CCT3 Reduced the Number of Inclusion Bodies and mHTT in 14A2.6 Cells.

To explore further the impact of CCT3 on mHTT, we turned to 14A2.6 cells, a PC12 cell line that can be induced by ponasterone A (PA) to produce an eGFP-tagged, truncated form of mHTT carrying 103Qs (mHTTQ103-GFP) (49). Expression of each of the CCT subunits in 14A2.6 cells induced significant reductions in the level of insoluble mHTTQ103-GFP, but small changes in the level of the soluble protein (Fig. S8). Remarkably, virtually all of the CCT subunits reduced the insoluble mHTTQ103-GFP.

Fig. S8.

Fig. S8.

Expression of a single CCT subunit decreases the insoluble mHTT level in 14A2.6 cells. In 14A2.6 cells, mHTTQ103-GFP production was PA-induced after individual CCT subunits were expressed for 48 h. The level of insoluble, but not soluble, mHTTQ103-GFP was decreased.

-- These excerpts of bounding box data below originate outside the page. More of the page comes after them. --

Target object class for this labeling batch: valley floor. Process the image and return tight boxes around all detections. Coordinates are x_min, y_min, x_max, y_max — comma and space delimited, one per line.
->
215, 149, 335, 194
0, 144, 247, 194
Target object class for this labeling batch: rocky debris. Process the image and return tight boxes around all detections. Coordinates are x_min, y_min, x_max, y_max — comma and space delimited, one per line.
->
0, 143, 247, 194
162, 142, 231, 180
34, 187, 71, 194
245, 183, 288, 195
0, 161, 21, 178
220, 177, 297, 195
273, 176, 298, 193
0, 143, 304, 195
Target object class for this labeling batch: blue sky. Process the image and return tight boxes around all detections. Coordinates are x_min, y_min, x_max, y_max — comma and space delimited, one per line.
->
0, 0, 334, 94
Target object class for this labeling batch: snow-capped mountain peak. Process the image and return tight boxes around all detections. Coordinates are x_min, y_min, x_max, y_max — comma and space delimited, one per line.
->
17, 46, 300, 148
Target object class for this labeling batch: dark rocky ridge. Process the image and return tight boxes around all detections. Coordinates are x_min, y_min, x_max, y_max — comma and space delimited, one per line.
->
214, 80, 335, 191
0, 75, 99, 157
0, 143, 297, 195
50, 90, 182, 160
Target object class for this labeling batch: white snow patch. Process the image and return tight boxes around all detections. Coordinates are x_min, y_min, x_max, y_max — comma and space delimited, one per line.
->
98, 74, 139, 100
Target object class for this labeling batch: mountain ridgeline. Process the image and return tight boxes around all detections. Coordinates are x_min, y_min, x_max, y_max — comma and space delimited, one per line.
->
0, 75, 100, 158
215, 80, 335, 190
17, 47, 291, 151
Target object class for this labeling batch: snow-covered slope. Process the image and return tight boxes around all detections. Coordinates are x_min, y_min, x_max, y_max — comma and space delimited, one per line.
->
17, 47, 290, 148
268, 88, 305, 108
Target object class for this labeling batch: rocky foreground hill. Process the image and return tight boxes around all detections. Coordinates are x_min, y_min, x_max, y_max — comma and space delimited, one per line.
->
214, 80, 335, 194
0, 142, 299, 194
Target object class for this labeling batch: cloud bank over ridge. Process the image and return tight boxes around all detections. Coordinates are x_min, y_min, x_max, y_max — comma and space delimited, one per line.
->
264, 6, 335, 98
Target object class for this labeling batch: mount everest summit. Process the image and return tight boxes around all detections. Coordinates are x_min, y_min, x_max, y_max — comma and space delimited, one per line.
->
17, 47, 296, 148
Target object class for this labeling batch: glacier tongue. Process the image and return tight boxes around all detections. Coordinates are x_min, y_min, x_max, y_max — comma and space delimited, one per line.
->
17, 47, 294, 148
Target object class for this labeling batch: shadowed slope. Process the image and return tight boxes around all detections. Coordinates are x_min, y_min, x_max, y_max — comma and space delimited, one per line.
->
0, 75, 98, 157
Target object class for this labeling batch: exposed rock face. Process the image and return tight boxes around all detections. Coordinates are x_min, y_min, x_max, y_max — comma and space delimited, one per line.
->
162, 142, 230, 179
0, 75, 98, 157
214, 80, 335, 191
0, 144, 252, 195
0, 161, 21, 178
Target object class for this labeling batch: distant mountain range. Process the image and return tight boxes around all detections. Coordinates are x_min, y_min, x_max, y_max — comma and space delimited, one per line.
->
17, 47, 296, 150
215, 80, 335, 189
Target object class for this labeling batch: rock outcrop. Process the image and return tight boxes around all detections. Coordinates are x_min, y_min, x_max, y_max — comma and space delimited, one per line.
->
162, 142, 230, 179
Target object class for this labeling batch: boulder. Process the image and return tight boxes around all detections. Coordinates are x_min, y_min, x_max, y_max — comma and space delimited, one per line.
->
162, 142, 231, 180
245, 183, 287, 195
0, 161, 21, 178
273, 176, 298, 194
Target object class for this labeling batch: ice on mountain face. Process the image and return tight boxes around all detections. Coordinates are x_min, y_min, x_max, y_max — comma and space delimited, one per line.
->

To test if CCT3 had an impact on mHTT aggregation, we expressed CCT3-mCherry for 48 h before induction of mHTTQ103-GFP. In mCherry-expressing cells, there was diffuse green staining, as well as large green puncta (Fig. 6A); the latter marked the presence of mHTTQ103-GFP inclusion bodies (white arrows). They were abundant in mCherry-expressing cells (white arrows); note the overlap of puncta and mCherry signals (Fig. 6A, Upper). In cells expressing CCT3, however, inclusion bodies were much less frequent. CCT3-expressing cells (yellow arrows) are largely devoid of inclusion bodies (Fig. 6A, Lower). CCT5 showed a similar effect (Fig. S9).

Fig. 6.

Fig. 6.

Expression of CCT3 decreases mHTTQ103 and the number of inclusion bodies in 14A2.6 cells. (A) Live imaging of 14A2.6 cells transfected with CCT3 (red) or mCherry (red) for 48 h and then induced to produce mHTTQ103-GFP (green) using PA. (Upper) White arrows show that mHTTQ103 inclusion bodies were found in the cells that express mCherry. (Lower) Yellow arrows show that many fewer inclusion bodies were present in cells that expressed CCT3. (B) Filter trap assay of SDS-resistant mHTTQ103 aggregates using EM48 antibody in PA-induced 14A2.6 cells that were not transfected, were transfected with mCherry, or were transfected with CCT3. Results are shown as mean ± SD from five independent experiments. *P < 0.05 using Dunnett’s post hoc test of multiple comparisons to the control group. (C) Fluorescence-activated cell sorting (FACS) of 14A2.6 cells that express CCT3-mCherry or mCherry alone. Cells were sorted by fluorescence for Cy5 (due to expression of either mCherry or CCT3-mCherry) and FITC (mHTTQ103-GFP). FSC-A, forward scatter-area; P2, Cy5-positive cells; P3, Cy5-negative cells; PerCP, peridinin-chlorophyll protein. Percentage of FITC mean fluorescence intensity in P2 to P3, normalized by transfection efficiency and expressed relative to the mCherry control. Results are shown as mean ± SD from three independent experiments. *P < 0.05 using Student’s t test.

Fig. S9.

Fig. S9.

Expression of CCT5 decreased the number of inclusion bodies in 14A2.6 cells. Live imaging of 14A2.6 cells transfected with CCT5 for 48 h and then PA-induced to produce mHTTQ103-GFP is shown. Yellow arrows show that fewer inclusion bodies were present in cells that expressed CCT5.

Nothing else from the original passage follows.